Mekanlari cennet olsun Annenizin Babanizin büyük abinizin nurlar icinde yatsinlar.
cok icten cok dogal bir anlatim.
yüreginize saglik sevgili ZERRE bu yazinin her bir zerresi huzur ve güzellikti.
sonsuz sevgimle
yüreğin kalemin dert görmesin dost.
bu yazıyı geç okuduğuma üzüldüm...bir yandan da ramazan ayında okuduğum için sevindim...sayenizde yeniden keyifli bir yolculuk yaptık geçmişe...eminim ki okuyan herkes kendiden de birşeyler serpiştirmiştir yazdıklarınızın arasına görünmeyen...
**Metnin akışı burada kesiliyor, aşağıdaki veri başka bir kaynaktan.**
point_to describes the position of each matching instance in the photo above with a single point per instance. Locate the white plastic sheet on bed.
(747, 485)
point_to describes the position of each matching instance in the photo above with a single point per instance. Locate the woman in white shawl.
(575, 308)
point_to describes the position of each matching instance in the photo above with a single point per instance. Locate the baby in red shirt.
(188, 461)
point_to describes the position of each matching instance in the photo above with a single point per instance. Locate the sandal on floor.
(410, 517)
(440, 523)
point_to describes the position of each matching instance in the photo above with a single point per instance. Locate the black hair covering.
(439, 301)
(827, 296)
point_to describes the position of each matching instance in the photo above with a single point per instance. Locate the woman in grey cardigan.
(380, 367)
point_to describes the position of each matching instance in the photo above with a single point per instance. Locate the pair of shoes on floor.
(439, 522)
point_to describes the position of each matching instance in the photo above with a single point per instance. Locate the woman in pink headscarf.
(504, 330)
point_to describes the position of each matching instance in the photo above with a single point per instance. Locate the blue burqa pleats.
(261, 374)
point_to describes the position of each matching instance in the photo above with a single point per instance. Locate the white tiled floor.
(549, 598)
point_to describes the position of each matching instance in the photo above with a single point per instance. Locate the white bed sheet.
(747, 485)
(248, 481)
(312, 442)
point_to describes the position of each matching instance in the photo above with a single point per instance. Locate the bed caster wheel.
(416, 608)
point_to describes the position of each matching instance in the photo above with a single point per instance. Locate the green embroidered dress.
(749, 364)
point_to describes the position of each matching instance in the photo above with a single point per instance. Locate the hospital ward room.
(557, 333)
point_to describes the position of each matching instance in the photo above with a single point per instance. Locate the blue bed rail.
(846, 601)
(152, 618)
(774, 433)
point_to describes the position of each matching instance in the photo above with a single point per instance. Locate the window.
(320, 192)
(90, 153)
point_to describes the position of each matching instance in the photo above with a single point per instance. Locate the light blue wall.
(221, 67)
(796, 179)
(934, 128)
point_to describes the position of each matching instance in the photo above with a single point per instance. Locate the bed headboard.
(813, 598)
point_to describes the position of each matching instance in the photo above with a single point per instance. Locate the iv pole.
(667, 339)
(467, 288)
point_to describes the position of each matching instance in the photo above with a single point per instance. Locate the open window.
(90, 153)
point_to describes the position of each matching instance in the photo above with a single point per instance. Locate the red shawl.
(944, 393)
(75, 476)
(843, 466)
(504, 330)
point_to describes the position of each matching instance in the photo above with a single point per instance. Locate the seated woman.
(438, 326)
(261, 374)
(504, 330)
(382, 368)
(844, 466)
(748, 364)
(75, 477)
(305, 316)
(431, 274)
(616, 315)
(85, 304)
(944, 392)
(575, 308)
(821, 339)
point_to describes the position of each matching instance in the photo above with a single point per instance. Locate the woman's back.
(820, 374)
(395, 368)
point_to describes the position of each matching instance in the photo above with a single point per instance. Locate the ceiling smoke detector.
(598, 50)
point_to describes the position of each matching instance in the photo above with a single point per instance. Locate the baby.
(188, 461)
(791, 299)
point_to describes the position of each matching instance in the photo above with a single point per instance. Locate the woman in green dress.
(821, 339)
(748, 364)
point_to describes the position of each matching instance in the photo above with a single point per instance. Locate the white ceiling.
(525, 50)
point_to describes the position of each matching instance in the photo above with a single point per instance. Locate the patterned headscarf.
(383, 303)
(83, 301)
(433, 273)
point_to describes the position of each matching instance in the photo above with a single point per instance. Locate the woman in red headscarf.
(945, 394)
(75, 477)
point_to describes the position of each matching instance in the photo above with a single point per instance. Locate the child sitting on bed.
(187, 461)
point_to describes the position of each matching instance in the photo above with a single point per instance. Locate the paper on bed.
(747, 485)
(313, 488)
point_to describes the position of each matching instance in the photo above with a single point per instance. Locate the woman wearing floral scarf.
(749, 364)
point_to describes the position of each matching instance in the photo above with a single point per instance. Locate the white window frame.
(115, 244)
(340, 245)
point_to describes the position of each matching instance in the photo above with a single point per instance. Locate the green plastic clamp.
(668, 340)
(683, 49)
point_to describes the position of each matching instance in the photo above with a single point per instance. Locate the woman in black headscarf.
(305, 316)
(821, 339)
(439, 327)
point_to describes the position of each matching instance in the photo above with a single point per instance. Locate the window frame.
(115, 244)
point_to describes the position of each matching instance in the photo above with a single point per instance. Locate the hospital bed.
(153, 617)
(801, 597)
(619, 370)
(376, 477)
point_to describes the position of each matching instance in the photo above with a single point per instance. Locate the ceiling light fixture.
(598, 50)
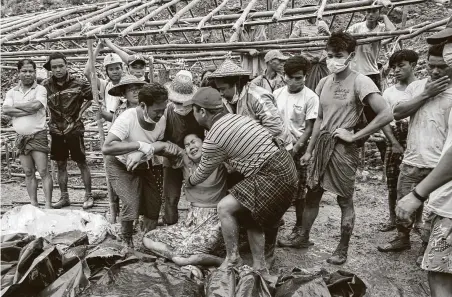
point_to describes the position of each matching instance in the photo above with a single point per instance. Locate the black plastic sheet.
(36, 268)
(132, 277)
(301, 283)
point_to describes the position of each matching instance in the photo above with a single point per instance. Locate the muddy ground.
(386, 274)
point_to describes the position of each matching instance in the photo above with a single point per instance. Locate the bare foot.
(231, 262)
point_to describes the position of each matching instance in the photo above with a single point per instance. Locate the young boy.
(343, 95)
(402, 64)
(298, 106)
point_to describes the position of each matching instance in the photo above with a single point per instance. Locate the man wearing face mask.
(67, 99)
(180, 123)
(428, 103)
(133, 170)
(365, 62)
(272, 79)
(298, 106)
(244, 98)
(343, 95)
ben sizin yazılarınızı okuduğumda hep aile özleminizi dile getirdiğinizi görüyorum herkes gibi...ve insanın yaşamında çocukluk döneminin ne kadar önemli olduğunu yeniden anlıyorum ...ben de çok özlüyorum çocukluğumu...
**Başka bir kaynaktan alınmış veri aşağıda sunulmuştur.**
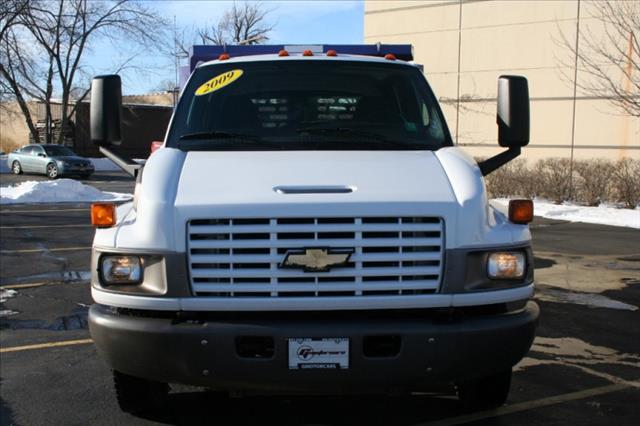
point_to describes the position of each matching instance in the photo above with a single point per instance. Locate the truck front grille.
(242, 257)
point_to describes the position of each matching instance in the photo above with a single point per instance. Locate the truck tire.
(484, 393)
(52, 171)
(16, 167)
(136, 395)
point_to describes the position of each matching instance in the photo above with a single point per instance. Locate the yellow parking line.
(46, 226)
(29, 285)
(45, 211)
(41, 250)
(46, 345)
(530, 405)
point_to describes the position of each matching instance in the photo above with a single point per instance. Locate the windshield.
(308, 105)
(58, 151)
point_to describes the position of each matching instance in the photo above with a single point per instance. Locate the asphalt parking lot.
(584, 367)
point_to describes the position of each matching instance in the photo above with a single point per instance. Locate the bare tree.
(62, 32)
(241, 24)
(609, 60)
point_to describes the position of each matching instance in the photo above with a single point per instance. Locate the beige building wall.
(465, 45)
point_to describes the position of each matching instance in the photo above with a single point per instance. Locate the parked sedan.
(51, 160)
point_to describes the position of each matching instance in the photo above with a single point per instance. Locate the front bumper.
(432, 350)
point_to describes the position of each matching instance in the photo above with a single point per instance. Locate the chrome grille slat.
(259, 287)
(241, 257)
(306, 242)
(293, 273)
(372, 227)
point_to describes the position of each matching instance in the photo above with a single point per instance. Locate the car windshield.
(308, 105)
(59, 151)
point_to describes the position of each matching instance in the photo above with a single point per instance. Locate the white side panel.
(477, 223)
(153, 227)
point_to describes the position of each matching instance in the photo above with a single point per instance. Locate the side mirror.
(106, 110)
(513, 111)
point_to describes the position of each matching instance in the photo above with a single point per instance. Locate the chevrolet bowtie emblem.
(316, 259)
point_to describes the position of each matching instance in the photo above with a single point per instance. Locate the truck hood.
(181, 186)
(298, 178)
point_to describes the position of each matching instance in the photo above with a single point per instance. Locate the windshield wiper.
(216, 135)
(380, 141)
(205, 141)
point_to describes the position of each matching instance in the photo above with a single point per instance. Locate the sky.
(295, 22)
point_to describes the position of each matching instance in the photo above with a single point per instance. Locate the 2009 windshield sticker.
(218, 82)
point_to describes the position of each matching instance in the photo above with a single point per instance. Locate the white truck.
(310, 226)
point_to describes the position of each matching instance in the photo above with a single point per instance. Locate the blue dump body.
(201, 53)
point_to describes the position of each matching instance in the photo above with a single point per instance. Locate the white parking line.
(530, 405)
(47, 226)
(44, 250)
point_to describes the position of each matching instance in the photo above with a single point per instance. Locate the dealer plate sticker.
(319, 353)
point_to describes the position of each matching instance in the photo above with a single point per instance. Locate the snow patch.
(59, 191)
(587, 299)
(601, 215)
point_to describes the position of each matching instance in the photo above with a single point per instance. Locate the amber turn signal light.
(103, 215)
(521, 211)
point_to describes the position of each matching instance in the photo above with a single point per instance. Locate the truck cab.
(310, 226)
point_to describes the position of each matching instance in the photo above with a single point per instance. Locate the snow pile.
(106, 165)
(601, 215)
(59, 191)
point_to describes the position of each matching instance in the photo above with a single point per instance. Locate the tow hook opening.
(381, 346)
(255, 347)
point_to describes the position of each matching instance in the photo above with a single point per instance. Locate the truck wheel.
(136, 395)
(486, 392)
(52, 171)
(16, 167)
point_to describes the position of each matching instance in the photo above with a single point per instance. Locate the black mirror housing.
(513, 111)
(106, 110)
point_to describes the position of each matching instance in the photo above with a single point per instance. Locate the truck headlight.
(506, 265)
(121, 269)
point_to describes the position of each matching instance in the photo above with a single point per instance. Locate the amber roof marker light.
(103, 215)
(521, 211)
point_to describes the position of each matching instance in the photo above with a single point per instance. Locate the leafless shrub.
(626, 182)
(593, 180)
(554, 175)
(8, 144)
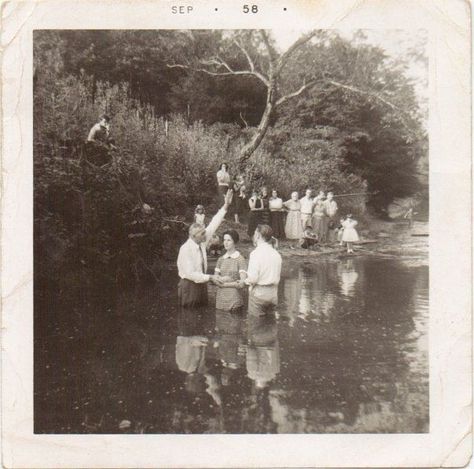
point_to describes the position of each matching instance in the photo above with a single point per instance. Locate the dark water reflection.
(346, 353)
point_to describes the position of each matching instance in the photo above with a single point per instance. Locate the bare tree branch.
(249, 59)
(243, 120)
(270, 51)
(367, 93)
(303, 87)
(220, 63)
(302, 40)
(403, 114)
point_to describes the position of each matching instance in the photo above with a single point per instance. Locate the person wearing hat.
(192, 260)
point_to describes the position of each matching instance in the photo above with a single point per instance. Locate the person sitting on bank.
(192, 260)
(263, 273)
(309, 238)
(99, 143)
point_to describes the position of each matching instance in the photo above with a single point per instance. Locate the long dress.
(254, 216)
(350, 234)
(230, 298)
(293, 228)
(318, 221)
(223, 182)
(265, 213)
(276, 217)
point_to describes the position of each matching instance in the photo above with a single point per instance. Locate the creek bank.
(377, 238)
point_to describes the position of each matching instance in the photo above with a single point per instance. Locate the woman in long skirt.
(265, 214)
(293, 228)
(318, 221)
(276, 215)
(349, 234)
(223, 180)
(255, 205)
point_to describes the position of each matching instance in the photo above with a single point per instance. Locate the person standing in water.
(263, 273)
(192, 260)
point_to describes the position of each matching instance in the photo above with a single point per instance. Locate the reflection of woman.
(263, 356)
(348, 277)
(276, 215)
(223, 180)
(255, 205)
(232, 270)
(293, 220)
(230, 340)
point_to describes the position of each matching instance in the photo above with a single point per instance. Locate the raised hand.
(228, 198)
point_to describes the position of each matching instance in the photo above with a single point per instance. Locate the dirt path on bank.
(380, 238)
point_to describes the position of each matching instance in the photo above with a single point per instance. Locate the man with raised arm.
(192, 260)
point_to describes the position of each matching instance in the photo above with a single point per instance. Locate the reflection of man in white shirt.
(307, 204)
(263, 273)
(192, 260)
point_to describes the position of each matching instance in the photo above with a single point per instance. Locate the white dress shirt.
(306, 205)
(190, 261)
(264, 266)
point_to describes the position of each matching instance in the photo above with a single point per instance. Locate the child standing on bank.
(199, 215)
(340, 231)
(349, 234)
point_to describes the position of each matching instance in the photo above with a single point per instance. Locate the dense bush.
(91, 218)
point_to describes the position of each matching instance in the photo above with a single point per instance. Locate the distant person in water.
(349, 235)
(263, 273)
(192, 260)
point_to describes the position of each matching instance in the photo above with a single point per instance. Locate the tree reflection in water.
(347, 353)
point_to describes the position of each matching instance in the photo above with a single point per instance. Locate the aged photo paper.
(330, 141)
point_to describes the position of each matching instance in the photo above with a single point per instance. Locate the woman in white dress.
(223, 179)
(349, 234)
(293, 229)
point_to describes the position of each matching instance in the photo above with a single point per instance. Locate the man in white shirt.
(307, 205)
(192, 260)
(263, 273)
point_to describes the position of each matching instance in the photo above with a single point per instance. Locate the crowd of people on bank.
(308, 221)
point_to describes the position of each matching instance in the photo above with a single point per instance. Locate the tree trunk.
(251, 146)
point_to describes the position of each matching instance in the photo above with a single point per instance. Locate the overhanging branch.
(220, 63)
(296, 93)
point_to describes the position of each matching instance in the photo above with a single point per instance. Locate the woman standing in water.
(276, 215)
(231, 269)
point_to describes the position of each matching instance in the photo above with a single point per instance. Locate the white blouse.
(276, 203)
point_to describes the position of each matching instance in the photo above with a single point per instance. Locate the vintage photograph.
(231, 231)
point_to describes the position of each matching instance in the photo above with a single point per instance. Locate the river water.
(346, 353)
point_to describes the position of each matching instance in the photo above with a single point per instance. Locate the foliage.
(173, 129)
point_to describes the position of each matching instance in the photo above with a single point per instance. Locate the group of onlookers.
(309, 220)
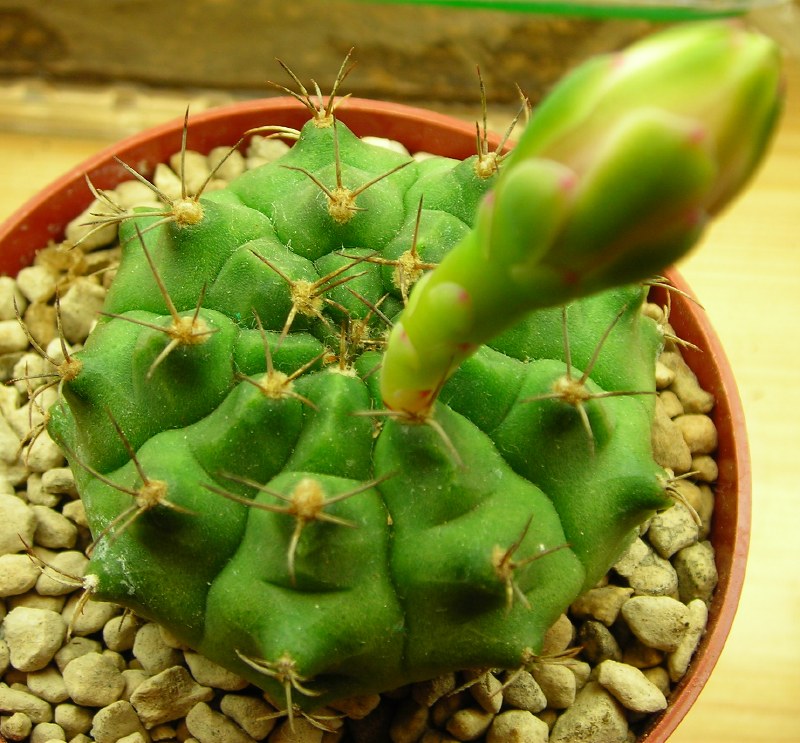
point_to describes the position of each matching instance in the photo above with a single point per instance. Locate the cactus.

değişen bir şey yok aslında...ramazan yine ramazan...yüreklerde aynı heyecan...yemek hazırlıkları telaşı yine hassasiyetini koruyor özenle hazırlanıyor sofralar...davulcu davulunu çalıyor bizler için...değişen nemi?
canımızdan kopan canlar...değişen bizim artık büyümüş olmamız ...çocukluğumuzdaki pembe gözlükleri çıkartmış kötülükleri görebiliyor olmamız...
iyilik ve kötülük kötü insanlar ve iyi insanlar her daim olacak yaşamın kuralı bu...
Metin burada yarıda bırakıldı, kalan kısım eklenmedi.